Last night I went to the Richard McCann reading for his new novel, Mother of Sorrows, at Lambda Rising in the Dupont Circle section of downtown D.C.
If you're not familiar with Lambda Rising, it's a bookstore geared towards the Gay community in D.C. It was a lot of fun just browsing around the store beforehand. Erotica titles for both gay and straight readers and art books with nudes on the cover are not only prominent there, but turned face out. A high number of authors like Kathy Acker, Samuel Delany and Gertrude Stein who can be hard to find in a regular bookstore have a number of titles stocked there. A nice difference from the everyday B & N I normally do my browsing in.
McCann started his reading by explaining his book. He grew up in the Maryland suburbs of D.C. and left for a number of years when he hit adulthood. After returning to the area, he started using D.C. as a source of prime material for essays and stories. This material, which focuses on the D.C. suburbs of the 1950's, developed over the years into his novel.

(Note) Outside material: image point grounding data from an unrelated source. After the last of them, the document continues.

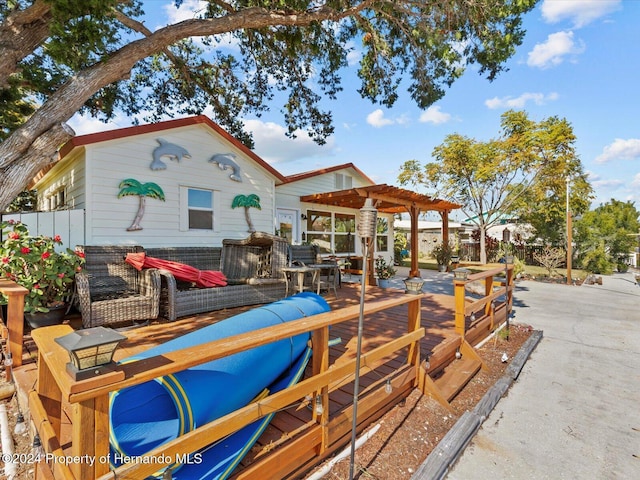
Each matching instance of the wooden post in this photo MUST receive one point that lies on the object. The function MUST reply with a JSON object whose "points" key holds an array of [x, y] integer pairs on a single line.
{"points": [[101, 436], [488, 290], [459, 293], [49, 392], [445, 226], [15, 320], [320, 343], [414, 213], [413, 324], [83, 438]]}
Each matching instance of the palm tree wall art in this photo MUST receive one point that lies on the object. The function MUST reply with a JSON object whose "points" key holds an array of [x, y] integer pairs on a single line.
{"points": [[247, 201], [131, 186]]}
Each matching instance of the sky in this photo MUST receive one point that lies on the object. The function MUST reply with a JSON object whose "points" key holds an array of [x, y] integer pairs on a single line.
{"points": [[580, 60]]}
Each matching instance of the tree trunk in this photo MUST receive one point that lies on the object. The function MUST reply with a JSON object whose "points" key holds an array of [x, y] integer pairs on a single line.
{"points": [[483, 246]]}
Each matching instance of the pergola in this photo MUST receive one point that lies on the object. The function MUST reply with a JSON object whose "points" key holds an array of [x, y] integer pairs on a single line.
{"points": [[390, 199]]}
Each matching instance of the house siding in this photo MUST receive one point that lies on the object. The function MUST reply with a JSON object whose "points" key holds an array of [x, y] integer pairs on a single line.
{"points": [[110, 162]]}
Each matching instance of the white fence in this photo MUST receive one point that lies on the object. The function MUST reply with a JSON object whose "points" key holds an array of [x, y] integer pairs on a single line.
{"points": [[69, 224]]}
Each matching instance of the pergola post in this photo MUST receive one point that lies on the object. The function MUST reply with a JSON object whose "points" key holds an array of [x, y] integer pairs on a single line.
{"points": [[444, 215], [414, 213]]}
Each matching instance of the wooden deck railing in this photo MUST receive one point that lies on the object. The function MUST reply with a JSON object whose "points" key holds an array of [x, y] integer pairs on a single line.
{"points": [[14, 321], [486, 308], [90, 406]]}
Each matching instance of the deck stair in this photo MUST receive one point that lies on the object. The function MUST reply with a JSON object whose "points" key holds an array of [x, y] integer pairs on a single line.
{"points": [[454, 377]]}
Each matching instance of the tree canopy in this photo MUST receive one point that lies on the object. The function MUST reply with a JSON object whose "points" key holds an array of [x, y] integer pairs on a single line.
{"points": [[59, 57], [606, 235], [521, 172]]}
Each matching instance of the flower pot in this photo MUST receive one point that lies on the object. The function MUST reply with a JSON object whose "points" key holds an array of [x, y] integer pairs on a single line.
{"points": [[54, 316]]}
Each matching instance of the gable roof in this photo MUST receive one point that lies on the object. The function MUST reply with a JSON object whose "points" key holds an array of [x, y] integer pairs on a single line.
{"points": [[314, 173], [82, 140]]}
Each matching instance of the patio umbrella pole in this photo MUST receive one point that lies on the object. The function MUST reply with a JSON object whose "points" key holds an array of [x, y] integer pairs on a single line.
{"points": [[367, 231]]}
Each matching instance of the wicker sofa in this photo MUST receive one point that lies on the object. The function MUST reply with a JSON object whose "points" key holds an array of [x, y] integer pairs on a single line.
{"points": [[110, 291], [252, 267]]}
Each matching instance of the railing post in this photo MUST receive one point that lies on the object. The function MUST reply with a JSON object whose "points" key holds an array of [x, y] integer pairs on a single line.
{"points": [[459, 294], [15, 320], [414, 323], [320, 359]]}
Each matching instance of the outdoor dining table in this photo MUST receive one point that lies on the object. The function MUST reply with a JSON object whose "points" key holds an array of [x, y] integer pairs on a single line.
{"points": [[294, 276]]}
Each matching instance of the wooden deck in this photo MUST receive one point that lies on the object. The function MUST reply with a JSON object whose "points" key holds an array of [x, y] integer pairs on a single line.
{"points": [[380, 328]]}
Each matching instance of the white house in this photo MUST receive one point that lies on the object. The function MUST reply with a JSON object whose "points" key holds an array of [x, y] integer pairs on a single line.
{"points": [[187, 182]]}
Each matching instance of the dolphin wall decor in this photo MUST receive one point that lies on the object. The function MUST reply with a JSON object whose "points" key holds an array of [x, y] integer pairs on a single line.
{"points": [[225, 162], [167, 149]]}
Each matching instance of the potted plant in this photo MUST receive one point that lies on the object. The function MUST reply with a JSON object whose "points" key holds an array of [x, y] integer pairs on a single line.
{"points": [[33, 262], [442, 253], [384, 271]]}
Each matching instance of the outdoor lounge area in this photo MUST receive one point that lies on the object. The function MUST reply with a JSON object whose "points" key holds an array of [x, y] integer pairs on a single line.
{"points": [[400, 332]]}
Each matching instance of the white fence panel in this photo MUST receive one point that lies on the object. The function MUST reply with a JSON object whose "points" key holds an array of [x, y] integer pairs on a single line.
{"points": [[69, 224]]}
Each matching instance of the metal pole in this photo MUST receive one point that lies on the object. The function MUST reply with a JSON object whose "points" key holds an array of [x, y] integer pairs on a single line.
{"points": [[356, 385], [569, 238], [367, 231]]}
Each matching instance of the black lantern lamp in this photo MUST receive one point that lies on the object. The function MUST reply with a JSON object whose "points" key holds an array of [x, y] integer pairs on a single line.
{"points": [[91, 351], [461, 274], [413, 285]]}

One of his main goals was to create a suburb novel that works against the typical mode--meaning he set out to write them without irony and without presenting them as a lifeless limbo caught between the big city and the small town. He also admitted that much of the book--the characters, the basic events--is autobiographical. He explained that his writing always starts as non-fiction investigations into his ideas, obsessions and life and that he'll fictionalize the details as he goes for artistic reason and for clarity (his family, for example, is larger than the one presented in the book).
The two sections he read centered around Maria Dolores, the character based on McCann's own mother. Based solely on the small sections he read last night, the high praise he's received is well earned. The physical descriptions, the language, the details are all quite beautiful, but also worked well to define the character of the mother and bring her to life. Although a pretty serious book tackling tough subjects like family, sexuality, gender roles, and more McCann paints in nice strokes of humor. McCann's also an excellent reader of his own material, a skilll not every writer, myself included, possesses.
Although it will be a little while before I get to it, the reading inspired me to buy his book. Which, I suppose, is the whole point for him doing it and the whole point for my going.
Excelsior.
2 comments:
Great post, thank you! I am really looking forward to reading that book... I need to get on purchasing it.
Great post. I would like to link to it later in the week.